Nous avons procédé à une codification « à droit constant » : c’est un regroupement de textes auparavant épars et un travail de simplification. Il n’y a pas de modification de fond. Il faut cependant prévoir un temps d’appropriation pour les acheteurs, qui doivent se familiariser notamment avec les nouvelles références. La direction des affaires juridiques commence donc l’accompagnement des acheteurs. Nous allons publier une table de concordance entre les anciennes et les nouvelles numérotations, ainsi qu’une fiche de présentation.

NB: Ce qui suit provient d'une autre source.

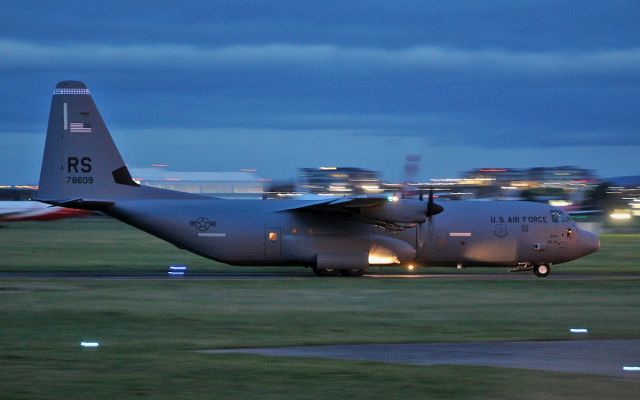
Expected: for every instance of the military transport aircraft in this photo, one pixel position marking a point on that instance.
(82, 169)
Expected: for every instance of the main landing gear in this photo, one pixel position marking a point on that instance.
(542, 270)
(336, 271)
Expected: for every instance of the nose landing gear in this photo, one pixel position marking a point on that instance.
(542, 270)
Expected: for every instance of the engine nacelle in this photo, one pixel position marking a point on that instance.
(401, 211)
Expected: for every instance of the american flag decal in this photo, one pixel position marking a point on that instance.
(79, 127)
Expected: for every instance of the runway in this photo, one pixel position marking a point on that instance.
(307, 274)
(594, 357)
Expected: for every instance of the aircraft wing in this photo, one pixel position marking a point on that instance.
(336, 204)
(391, 213)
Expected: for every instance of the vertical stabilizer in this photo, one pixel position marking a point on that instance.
(80, 159)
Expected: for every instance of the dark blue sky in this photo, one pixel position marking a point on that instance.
(278, 85)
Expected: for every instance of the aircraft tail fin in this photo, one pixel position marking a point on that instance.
(80, 159)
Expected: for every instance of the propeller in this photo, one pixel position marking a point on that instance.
(432, 208)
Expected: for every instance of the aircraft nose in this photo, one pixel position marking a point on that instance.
(589, 242)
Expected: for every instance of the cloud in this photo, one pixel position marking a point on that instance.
(22, 54)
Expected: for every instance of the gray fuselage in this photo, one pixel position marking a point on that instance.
(262, 232)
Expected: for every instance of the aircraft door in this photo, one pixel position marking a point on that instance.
(441, 239)
(272, 243)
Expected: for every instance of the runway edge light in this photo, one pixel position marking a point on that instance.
(579, 330)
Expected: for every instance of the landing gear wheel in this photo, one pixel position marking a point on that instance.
(325, 271)
(353, 271)
(542, 270)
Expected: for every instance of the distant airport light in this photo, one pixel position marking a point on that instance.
(177, 270)
(620, 215)
(559, 203)
(578, 330)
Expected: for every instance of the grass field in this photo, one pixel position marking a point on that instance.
(148, 329)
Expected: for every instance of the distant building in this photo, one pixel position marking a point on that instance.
(534, 176)
(241, 184)
(339, 181)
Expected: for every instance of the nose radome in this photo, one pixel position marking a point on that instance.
(589, 242)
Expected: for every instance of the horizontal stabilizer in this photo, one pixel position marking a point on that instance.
(80, 204)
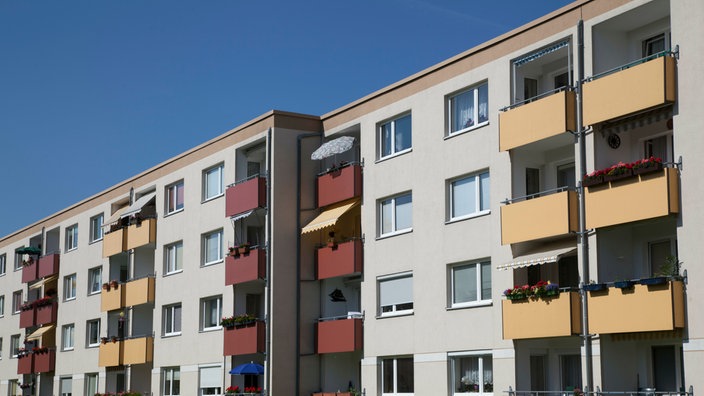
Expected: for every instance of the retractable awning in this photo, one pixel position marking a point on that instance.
(328, 218)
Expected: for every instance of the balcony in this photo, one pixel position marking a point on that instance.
(634, 89)
(540, 119)
(340, 185)
(542, 217)
(246, 267)
(139, 291)
(635, 198)
(636, 309)
(342, 335)
(245, 196)
(140, 234)
(340, 260)
(48, 265)
(114, 242)
(543, 317)
(244, 340)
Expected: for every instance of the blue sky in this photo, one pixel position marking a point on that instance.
(93, 92)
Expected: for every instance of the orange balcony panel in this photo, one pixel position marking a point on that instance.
(139, 291)
(344, 335)
(138, 350)
(244, 340)
(537, 120)
(46, 314)
(639, 197)
(340, 260)
(542, 217)
(25, 364)
(641, 308)
(45, 362)
(537, 318)
(112, 298)
(245, 268)
(638, 88)
(114, 242)
(340, 185)
(29, 272)
(110, 354)
(141, 234)
(245, 196)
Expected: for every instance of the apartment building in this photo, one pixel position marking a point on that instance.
(375, 249)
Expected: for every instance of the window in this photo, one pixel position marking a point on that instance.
(469, 196)
(172, 320)
(93, 333)
(91, 381)
(396, 295)
(16, 301)
(69, 287)
(212, 247)
(468, 109)
(395, 136)
(212, 182)
(67, 332)
(210, 380)
(211, 311)
(471, 374)
(397, 376)
(173, 257)
(172, 381)
(174, 197)
(471, 283)
(72, 237)
(396, 214)
(96, 228)
(95, 280)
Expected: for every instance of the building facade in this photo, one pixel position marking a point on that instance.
(521, 217)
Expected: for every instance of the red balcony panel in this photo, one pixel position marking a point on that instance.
(245, 196)
(244, 340)
(344, 335)
(48, 265)
(46, 314)
(246, 267)
(45, 362)
(25, 364)
(340, 185)
(340, 260)
(29, 272)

Il n’y aura donc pas de surprise ?

La codification à droit constant n’interdit pas certaines modifications, notamment pour assurer le respect de la hiérarchie des normes et la cohérence des textes entre eux. Elle autorise aussi la prise en compte de la jurisprudence, par exemple sur le régime des biens de retour, sur la définition des offres anormalement basses, ou encore sur la possibilité de passer une concession en cas d’urgence sans publicité ni mise en concurrence.

Parmi les nouveautés du code de la commande publique, il faut souligner qu’un titre préliminaire rassemble les principes communs des contrats de la commande publique, permettant d’affirmer l’unité de ce droit.

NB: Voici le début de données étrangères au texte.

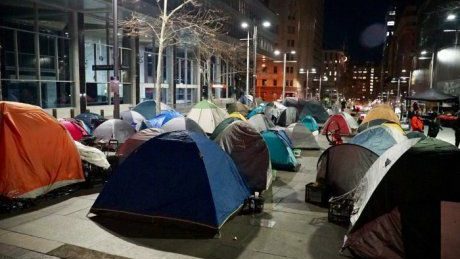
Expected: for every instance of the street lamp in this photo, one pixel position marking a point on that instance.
(245, 26)
(308, 71)
(277, 52)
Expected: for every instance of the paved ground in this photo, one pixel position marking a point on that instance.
(288, 228)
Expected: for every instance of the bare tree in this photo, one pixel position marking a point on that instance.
(184, 24)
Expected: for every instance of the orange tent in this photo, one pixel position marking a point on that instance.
(37, 154)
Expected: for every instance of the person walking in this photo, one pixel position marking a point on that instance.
(434, 125)
(416, 122)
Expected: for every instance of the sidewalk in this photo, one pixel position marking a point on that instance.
(288, 228)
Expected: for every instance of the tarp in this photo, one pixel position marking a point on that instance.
(182, 123)
(301, 137)
(134, 119)
(148, 108)
(159, 120)
(196, 182)
(237, 107)
(75, 128)
(136, 141)
(379, 114)
(37, 154)
(287, 117)
(92, 155)
(343, 121)
(343, 166)
(88, 118)
(310, 123)
(207, 115)
(114, 129)
(415, 178)
(260, 122)
(281, 154)
(432, 95)
(248, 150)
(380, 138)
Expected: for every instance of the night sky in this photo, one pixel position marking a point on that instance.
(357, 25)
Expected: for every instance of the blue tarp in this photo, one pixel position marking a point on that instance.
(178, 175)
(159, 120)
(310, 123)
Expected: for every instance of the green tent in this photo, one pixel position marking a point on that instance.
(223, 125)
(281, 155)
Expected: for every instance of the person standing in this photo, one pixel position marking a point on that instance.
(416, 122)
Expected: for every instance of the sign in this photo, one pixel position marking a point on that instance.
(108, 67)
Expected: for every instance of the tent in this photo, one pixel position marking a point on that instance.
(114, 129)
(75, 128)
(237, 107)
(343, 121)
(182, 123)
(281, 154)
(90, 119)
(378, 115)
(237, 115)
(148, 108)
(380, 138)
(287, 117)
(159, 120)
(273, 111)
(248, 150)
(195, 183)
(398, 203)
(301, 137)
(310, 123)
(222, 126)
(258, 110)
(314, 109)
(37, 154)
(136, 141)
(260, 122)
(343, 166)
(207, 115)
(134, 118)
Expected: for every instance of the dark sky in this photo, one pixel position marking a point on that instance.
(357, 24)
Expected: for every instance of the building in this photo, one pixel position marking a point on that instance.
(58, 55)
(364, 82)
(333, 74)
(299, 37)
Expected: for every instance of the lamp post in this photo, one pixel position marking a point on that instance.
(245, 26)
(277, 52)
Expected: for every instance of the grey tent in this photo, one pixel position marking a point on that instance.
(287, 117)
(260, 122)
(397, 205)
(182, 123)
(343, 166)
(250, 153)
(301, 137)
(136, 141)
(114, 129)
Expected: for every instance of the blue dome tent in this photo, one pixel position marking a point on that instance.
(199, 185)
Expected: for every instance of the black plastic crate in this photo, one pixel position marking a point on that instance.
(316, 193)
(340, 211)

Avec 1 747 articles, cela risque malgré tout d’être un peu indigeste…

La demande, qui remonte à plus de vingt ans, c’est bien de disposer d’un code « de la commande publique », au-delà « des marchés publics ». Il rassemble une réglementation auparavant dispersée dans une trentaine de textes, utilisés quotidiennement, ce qui explique son volume. La codification a été organisée selon la vie des contrats, leur préparation et leur exécution, avec un découpage assez fin pour permettre à l’acheteur de s’y retrouver.

Pourquoi ne pas avoir mixé les parties législatives et réglementaires ?

Cette conception n’est envisageable que pour les codes d’un petit volume. Mais avec 1 747 articles, cela rend très compliquée la maintenance du code en cas de modifications. Or le code de la commande publique est, par nature, un code vivant.

Désormais de nature législative, le code risque-t-il d’être impacté par des lois de circonstance ?

Toutes les propositions de loi ne deviennent pas des lois ! Le droit de la commande publique est encadré par le droit européen, ce qui limite certaines initiatives pas nécessairement adaptées. La commande publique doit respecter des principes constitutionnels qui s’appliquent, même en dessous des seuils. Cela étant, le droit de la commande publique est appelé à évoluer : il s’adapte aux réalités économiques et à la société.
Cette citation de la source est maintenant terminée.